Two europium and zinc ionic complexes [Eu 2(Hsal) 8][Zn(phen) 3] · (H 2sal)(H 2O) ( 1) and [Eu 2(TPA) 8][Zn(TPA)(Phen) 2] 2 · (H 2O) 2 ( 2) (where H 2sal=salicylic acid, TPA=α-thiophene carboxylic acid, phen=1,10-phenanthroline) have been synthesized by the rheological phase reaction method and structurally characterized by IR spectra and X-ray crystallography. The results show that in both complexes the carboxylate groups adopt three modes: bidentate bridging, bidentate chelating and tridentate chelating-bridging. Complex 1 consists of a discrete dinuclear [Eu 2(Hsal) 8] 2− anion, [Zn(phen) 3] 2+ cation, free salicylic acid and a lattice water molecule. Interestingly, in the unit cell there are two types of dimeric [Eu 2(Hsal) 8] 2− anions with inversion centers. The hydrogen bonds between the chelating carboxylate groups and the lattice water molecules link the dimeric Eu1 units into 1-D chains. Complex 2 comprises of a dimeric [Eu 2(TPA) 8] 2− anion, two [Zn(TPA)(Phen) 2] + cations and two lattice water molecules.
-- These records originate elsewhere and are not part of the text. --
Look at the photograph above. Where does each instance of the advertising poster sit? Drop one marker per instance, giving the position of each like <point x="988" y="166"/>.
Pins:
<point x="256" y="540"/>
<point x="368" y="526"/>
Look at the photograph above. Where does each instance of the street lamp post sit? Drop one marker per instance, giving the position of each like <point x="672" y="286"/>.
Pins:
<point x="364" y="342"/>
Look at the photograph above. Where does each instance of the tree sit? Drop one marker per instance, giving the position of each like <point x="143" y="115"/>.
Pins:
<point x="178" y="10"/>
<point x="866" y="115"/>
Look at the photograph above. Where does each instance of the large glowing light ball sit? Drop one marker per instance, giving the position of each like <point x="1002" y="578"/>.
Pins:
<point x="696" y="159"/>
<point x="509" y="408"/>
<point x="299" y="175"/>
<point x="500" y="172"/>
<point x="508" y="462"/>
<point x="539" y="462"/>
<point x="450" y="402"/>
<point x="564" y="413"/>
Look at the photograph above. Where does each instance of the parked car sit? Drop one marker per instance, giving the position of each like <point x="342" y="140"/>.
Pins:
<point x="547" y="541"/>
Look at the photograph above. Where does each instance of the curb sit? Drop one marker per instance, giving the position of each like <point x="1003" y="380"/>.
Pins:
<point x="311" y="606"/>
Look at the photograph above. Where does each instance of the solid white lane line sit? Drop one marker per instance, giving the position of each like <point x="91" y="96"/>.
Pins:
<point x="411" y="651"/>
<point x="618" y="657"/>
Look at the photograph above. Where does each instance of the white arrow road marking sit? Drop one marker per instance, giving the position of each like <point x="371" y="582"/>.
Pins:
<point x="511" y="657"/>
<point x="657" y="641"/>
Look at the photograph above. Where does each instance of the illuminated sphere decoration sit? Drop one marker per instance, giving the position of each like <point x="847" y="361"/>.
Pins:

One obvious difference from complex 1 is that besides phen ligands, the TPA − group also coordinates to the Zn 2+ ion. The C–H⋯O, O–H⋯O hydrogen bonds and π–π stacking interactions play an important role in the crystal structure. These two complexes emit strong red light when irradiated by UV light. The emission bands at about 590, 610 nm correspond to the characteristic 5D 0 → 7F 1, 5D 0 → 7F 2 transitions of Eu 3+ ions. The large intensity ratio of 5D 0 → 7F 2/ 5D 0 → 7F 1 indicates the low symmetry of Eu 3+ ion sites in both complexes, consistent with the results of the structure determination.